Lost Vagueness Festival
near Lewes, East Sussex
12 – 14 August 2005
review by Eli Saikadeli, photos Bill Vincent

Lost Vagueness has rapidly been gaining notoriety, although for many the first awareness of Lost is as result of stumbling into the furthest reaches of the Glastonbury festival area. This festival was the first solo weekender venture by this imaginative bunch that leads the field in the “neo-burlesque” genre.

We arrived on a gloriously sunny Friday afternoon to a well organised entrance with no queues and no attitude. This was such a very pleasant change from the usual hanging around to get to the gate. Straight into the camping area and up with the tents and gazebo. Fab, that was easy!

Lost Vagueness is at the very height of British middle-class eccentricity. A ballroom and bar equipped with champers, spirits and classy cocktails, not a beer in sight here. None of the usual trance orientated dance music for this lot.

The music ranged from 40s swing to up to date beats, every act so vastly different from the last. Where else in festival land would you shake your stuff to a Rajasthani wedding band? The Jaipur Kawa Brass Band certainly took me back to the land of the fakirs and I was surprised not to see camels waiting on the horizon.
Other musical extravaganzas included the Young Blood Brass Band (traditional brass sounds fused with a mix of jazz and hip hop) and the Priscillas (high kicking rock antics in PVC!).

Also on offer is the casino, provided that you are dressed appropriately, jeans and trainers just will not do! Blackjack, craps, roulette, whatever is your gambling favourite, all represented here. Purchase your tokens and gamble away whilst watching such astounding acts which ranged from Roxy the seriously sexy pole dancer; the astounding trapezes of the Swinging Elvises to magnificent Lucifire, a Torture Garden regular, with her amazing fire act.


By 1am on Saturday morning, the vicar was on stage, surrounded by the very naughty nuns. It must be time for a mass wedding. Amazingly there were brides everywhere, dressed appropriately with white dresses and veils and those were just the guys!

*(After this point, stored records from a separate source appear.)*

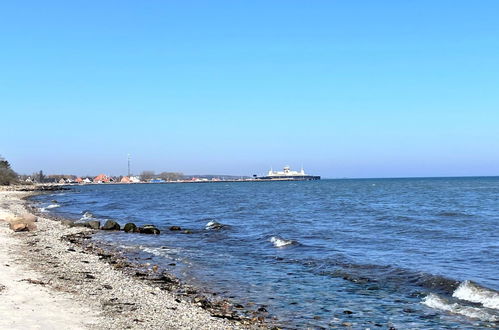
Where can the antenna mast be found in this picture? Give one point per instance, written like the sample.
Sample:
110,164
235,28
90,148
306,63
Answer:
128,165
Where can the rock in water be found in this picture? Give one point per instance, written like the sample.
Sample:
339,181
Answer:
130,228
94,224
66,222
30,217
19,226
213,225
111,225
149,229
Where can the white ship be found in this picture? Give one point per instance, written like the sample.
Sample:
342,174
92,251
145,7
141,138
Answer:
288,174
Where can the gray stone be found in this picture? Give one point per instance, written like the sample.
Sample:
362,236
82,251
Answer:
68,223
94,224
130,228
111,225
149,229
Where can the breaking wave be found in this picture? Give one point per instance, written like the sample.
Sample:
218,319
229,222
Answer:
281,242
86,216
437,302
470,291
214,225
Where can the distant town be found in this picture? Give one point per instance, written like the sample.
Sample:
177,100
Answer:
144,177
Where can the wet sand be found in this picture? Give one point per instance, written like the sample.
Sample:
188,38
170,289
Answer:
50,281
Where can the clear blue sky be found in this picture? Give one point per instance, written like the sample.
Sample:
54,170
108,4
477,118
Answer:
346,88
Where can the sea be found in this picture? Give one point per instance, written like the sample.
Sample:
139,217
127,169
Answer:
418,253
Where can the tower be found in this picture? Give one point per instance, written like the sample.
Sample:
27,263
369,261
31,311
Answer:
128,165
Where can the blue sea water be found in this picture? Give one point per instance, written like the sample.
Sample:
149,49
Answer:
403,253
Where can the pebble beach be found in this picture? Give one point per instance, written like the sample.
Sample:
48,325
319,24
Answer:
49,281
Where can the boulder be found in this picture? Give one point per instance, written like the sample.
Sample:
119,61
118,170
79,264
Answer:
19,224
213,225
66,222
94,224
30,217
149,229
130,228
111,225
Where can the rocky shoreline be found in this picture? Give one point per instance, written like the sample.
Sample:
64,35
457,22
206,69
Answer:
123,294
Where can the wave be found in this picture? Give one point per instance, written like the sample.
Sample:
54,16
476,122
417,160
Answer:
453,214
437,302
214,225
470,291
281,242
87,215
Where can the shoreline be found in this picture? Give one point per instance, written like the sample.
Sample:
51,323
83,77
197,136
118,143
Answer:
93,285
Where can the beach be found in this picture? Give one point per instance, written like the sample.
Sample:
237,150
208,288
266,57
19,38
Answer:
48,281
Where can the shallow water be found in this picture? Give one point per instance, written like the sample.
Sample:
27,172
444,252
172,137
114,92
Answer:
408,253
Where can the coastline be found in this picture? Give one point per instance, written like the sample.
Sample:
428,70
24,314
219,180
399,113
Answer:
59,281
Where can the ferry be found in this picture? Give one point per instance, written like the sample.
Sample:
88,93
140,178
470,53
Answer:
288,175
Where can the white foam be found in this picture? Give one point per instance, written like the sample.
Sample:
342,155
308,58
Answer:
214,225
280,242
436,302
86,216
472,292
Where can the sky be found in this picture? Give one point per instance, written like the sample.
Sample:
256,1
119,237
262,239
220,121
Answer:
344,88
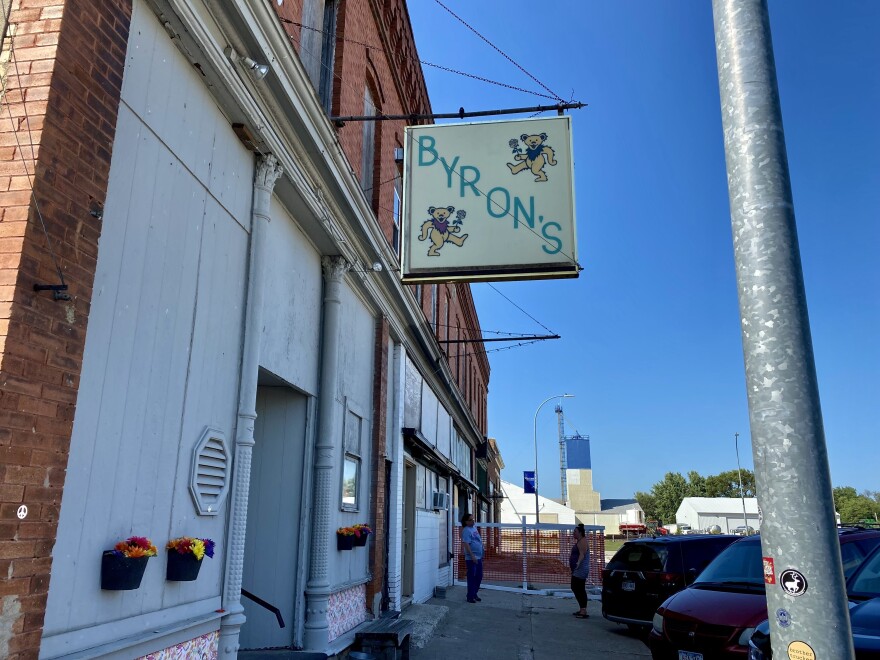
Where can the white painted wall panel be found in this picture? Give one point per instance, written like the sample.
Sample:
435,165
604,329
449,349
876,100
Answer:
292,305
426,553
169,95
163,345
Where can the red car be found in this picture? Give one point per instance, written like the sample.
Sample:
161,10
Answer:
717,614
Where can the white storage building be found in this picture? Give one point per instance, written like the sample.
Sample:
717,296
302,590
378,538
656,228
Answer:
517,503
726,512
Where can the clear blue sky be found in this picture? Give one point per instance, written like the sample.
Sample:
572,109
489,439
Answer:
650,333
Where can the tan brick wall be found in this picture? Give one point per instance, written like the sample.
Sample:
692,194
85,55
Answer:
62,81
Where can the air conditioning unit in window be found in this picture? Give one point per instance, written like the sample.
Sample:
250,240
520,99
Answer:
440,500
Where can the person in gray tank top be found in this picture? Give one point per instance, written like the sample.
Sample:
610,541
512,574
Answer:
579,562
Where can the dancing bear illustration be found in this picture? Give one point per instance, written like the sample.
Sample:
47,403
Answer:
537,155
440,230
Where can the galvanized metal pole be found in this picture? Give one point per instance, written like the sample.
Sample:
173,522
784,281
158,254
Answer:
806,597
742,493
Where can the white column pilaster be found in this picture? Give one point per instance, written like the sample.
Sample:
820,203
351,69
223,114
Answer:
316,632
267,173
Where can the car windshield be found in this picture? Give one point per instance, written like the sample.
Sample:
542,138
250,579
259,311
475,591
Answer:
740,563
867,581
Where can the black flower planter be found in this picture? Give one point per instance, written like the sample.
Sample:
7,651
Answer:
120,573
182,568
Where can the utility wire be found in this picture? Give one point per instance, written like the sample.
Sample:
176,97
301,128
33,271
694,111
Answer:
15,130
425,63
503,54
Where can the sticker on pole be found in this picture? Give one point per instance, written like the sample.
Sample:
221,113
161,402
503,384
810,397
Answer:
793,582
769,571
800,651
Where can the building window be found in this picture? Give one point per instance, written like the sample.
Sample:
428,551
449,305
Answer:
351,462
446,321
421,478
368,153
328,54
398,199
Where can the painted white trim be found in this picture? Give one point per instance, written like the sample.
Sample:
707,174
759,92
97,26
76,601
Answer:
106,638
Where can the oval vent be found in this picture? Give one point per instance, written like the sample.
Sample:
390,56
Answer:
210,474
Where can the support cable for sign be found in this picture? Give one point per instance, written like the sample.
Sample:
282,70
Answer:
501,52
491,286
483,340
465,74
461,114
455,170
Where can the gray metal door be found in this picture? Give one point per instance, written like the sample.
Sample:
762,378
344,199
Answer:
274,518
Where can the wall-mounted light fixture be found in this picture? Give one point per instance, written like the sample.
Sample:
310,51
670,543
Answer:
258,71
375,267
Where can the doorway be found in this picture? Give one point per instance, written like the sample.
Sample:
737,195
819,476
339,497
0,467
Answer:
409,530
274,519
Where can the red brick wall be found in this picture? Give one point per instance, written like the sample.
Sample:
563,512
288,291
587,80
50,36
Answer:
70,58
378,494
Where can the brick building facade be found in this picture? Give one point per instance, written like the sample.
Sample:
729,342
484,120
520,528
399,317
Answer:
85,113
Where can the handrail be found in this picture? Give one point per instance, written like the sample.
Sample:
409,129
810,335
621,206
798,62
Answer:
262,603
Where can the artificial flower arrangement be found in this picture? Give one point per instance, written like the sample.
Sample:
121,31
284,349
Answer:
355,535
190,544
135,546
361,529
185,556
122,568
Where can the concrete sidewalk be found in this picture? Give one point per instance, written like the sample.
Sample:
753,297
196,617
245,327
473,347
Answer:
515,626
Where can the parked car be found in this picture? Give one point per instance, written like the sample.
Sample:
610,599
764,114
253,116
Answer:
863,591
717,614
645,572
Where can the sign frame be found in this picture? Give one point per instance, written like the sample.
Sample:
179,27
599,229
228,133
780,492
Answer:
525,217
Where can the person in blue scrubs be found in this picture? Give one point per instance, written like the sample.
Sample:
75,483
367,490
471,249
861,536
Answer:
472,546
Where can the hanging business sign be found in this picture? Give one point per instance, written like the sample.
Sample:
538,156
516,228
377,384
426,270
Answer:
489,201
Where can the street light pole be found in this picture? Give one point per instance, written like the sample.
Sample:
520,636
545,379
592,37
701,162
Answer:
792,475
742,494
555,396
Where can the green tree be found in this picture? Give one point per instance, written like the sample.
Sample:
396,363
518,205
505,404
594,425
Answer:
666,495
726,484
854,507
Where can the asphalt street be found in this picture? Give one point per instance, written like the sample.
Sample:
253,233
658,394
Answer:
515,626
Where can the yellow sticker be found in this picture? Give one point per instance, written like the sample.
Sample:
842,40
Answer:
800,651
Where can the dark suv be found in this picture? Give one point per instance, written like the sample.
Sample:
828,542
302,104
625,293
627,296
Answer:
645,572
715,616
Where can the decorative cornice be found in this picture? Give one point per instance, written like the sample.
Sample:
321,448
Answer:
334,267
269,170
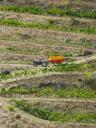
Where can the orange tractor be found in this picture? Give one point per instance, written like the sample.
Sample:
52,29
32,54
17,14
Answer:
51,59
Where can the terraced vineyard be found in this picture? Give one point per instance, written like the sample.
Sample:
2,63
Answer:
57,96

A few minutes later and the vicar had declared the ceremony over and the happy couples were free to celebrate their nuptials in a marriage guaranteed to last at least a day.

Nowhere else in festival land have I seen so many people, and particularly the chaps, getting into the spirit of the occasion and dressing with such panache. Amazingly beautiful people abounded in outfits including tuxedos, ball gowns, flamenco dresses, Victorian corsets and Wellingtons! It could almost have been ladies day at Ascot, but with a distinct twist! It really was such a pleasure to see everyone making such an effort. This is particularly notable as it rained incessantly all day Saturday, luckily breaking around 8pm, in time for the evening festivities to commence. Once again everyone dressed for the occasion and a wild night was had by all.

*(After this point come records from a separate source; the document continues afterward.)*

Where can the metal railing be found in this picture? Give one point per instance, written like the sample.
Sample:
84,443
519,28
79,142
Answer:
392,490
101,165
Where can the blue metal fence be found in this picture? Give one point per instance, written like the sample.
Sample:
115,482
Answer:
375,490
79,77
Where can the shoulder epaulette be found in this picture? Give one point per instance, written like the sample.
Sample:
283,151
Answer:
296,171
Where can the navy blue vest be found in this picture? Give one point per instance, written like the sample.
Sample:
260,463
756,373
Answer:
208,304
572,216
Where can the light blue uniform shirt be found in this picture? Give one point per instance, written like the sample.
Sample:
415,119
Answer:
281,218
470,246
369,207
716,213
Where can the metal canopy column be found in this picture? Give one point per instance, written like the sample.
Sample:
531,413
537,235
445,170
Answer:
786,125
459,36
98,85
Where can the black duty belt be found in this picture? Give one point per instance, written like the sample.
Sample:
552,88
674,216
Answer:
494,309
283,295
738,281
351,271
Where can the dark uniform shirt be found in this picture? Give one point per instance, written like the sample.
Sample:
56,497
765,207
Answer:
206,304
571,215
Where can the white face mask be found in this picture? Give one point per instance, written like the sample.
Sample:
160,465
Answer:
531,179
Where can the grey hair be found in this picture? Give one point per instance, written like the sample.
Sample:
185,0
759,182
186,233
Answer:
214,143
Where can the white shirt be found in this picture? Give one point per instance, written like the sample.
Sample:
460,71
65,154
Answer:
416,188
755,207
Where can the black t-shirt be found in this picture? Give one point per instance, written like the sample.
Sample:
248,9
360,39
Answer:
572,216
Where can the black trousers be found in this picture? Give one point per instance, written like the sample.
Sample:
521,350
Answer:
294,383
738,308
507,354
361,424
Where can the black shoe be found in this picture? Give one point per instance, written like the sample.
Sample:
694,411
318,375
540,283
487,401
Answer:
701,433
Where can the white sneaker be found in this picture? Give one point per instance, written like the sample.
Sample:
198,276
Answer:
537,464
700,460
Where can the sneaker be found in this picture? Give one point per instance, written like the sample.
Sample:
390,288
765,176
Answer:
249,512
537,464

If you think that sounds bizarre, how about a visit to the Insect Circus? A ride on the carousel? Or watching an elegantly dressed (in white shirt, bow tie & tails) gentleman playing kickin’ break-beat to cocktail drinking clubbers sitting in a converted aeroplane cockpit?

As far as amenities go, Lost Vagueness has made a great effort to go that extra mile to provide home comforts. The toilets, usually the bane of the festival goer, were clean and well stocked with Molton Brown hand wash & hand cream (yes, really!) and hot showers were available (free of charge). There was even an ice-cream van providing ice-creams, Sloggi knickers and other Sloggi freebies (yes, that’s right, free ice cream & knickers!). This certainly is a cut above any other festival that I or my friends have ever been to.

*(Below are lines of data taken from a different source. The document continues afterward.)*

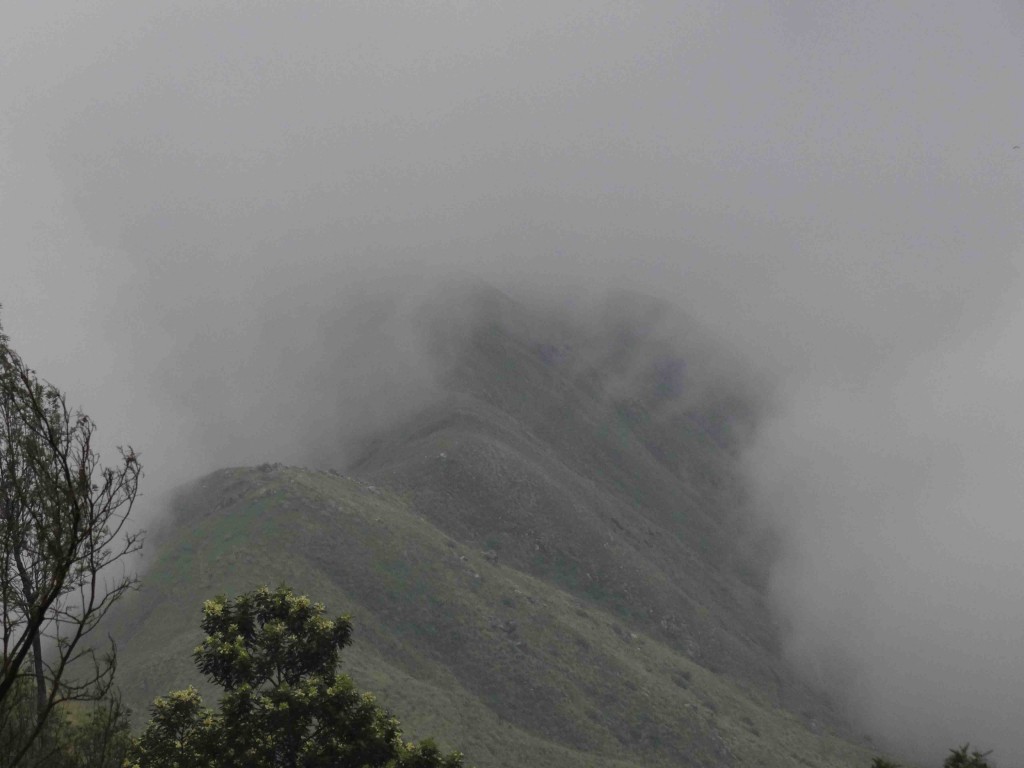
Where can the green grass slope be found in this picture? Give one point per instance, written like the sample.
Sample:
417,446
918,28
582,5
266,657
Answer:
505,666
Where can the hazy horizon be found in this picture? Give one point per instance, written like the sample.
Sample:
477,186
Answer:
220,216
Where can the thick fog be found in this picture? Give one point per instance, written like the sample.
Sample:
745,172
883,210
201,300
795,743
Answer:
218,217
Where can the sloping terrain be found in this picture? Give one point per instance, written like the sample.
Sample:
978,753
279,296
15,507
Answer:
549,566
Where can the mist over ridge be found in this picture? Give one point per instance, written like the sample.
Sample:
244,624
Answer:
221,221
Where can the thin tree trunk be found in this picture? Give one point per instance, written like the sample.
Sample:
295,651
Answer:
37,653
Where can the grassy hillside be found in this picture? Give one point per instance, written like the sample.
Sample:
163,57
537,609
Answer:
506,667
551,565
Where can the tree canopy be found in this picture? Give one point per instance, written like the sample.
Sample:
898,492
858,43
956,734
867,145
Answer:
64,551
285,702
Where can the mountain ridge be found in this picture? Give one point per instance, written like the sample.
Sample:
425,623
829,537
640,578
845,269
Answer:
557,545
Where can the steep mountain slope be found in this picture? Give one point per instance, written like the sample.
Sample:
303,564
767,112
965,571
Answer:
548,566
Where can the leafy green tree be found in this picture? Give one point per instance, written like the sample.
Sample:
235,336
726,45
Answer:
962,758
64,546
285,704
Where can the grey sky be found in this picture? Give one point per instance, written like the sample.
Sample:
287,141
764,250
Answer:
204,204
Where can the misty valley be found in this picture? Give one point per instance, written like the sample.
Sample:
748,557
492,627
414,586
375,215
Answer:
552,562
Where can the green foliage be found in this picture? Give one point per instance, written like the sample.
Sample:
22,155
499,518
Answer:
275,654
95,735
962,758
62,524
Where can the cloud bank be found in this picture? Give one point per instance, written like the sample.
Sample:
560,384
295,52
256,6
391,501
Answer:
218,217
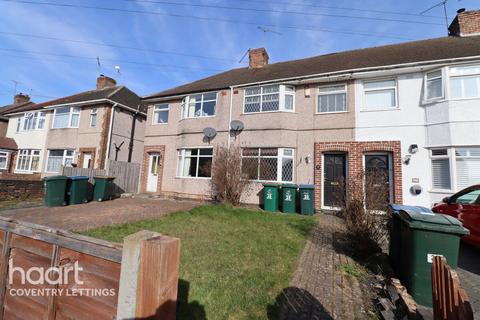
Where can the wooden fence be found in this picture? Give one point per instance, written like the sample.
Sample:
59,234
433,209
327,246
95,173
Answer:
450,301
136,280
127,175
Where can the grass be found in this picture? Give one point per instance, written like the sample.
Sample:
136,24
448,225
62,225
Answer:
234,261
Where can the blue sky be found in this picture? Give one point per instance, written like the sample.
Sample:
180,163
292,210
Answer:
171,49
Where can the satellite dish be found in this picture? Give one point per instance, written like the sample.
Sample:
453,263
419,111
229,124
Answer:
236,125
209,132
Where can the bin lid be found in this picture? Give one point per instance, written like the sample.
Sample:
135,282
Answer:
306,186
79,178
433,222
52,178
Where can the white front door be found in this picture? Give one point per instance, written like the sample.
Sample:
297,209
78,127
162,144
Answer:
153,172
87,159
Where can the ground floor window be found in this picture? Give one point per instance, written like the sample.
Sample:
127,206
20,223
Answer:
4,159
195,163
58,158
28,160
268,164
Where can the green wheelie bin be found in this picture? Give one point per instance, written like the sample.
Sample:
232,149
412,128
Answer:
289,198
103,189
55,191
77,189
423,236
270,197
307,199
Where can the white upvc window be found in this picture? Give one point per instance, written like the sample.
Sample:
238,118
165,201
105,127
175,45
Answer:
441,175
195,162
465,82
332,99
28,160
434,85
58,158
93,117
199,105
269,98
160,113
268,164
380,94
67,117
4,159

Even the sales outlets were different. At most festivals it seems the stallholders have all been to the same wholesale warehouse full of festive hippy-shit. Here, Stig was showing his amazing fetish furniture made out of reclaimed iron scrap and Georgie her erotic art prints. I can’t remember the name of the lady making (cheap!) clothing out of silk saris, but the skirt I bought is double-sided, different, looks good…and I didn’t need to take out a mortgage to buy it!

Lost Vagueness is weird, wild & wacky. In fact this festival is seriously ludicrous! Would I recommend this to my friends? Yes, most definitely.

But LOST Vagueness? No – I didn’t lose any of mine. Why else do you think it’s taken so long to review?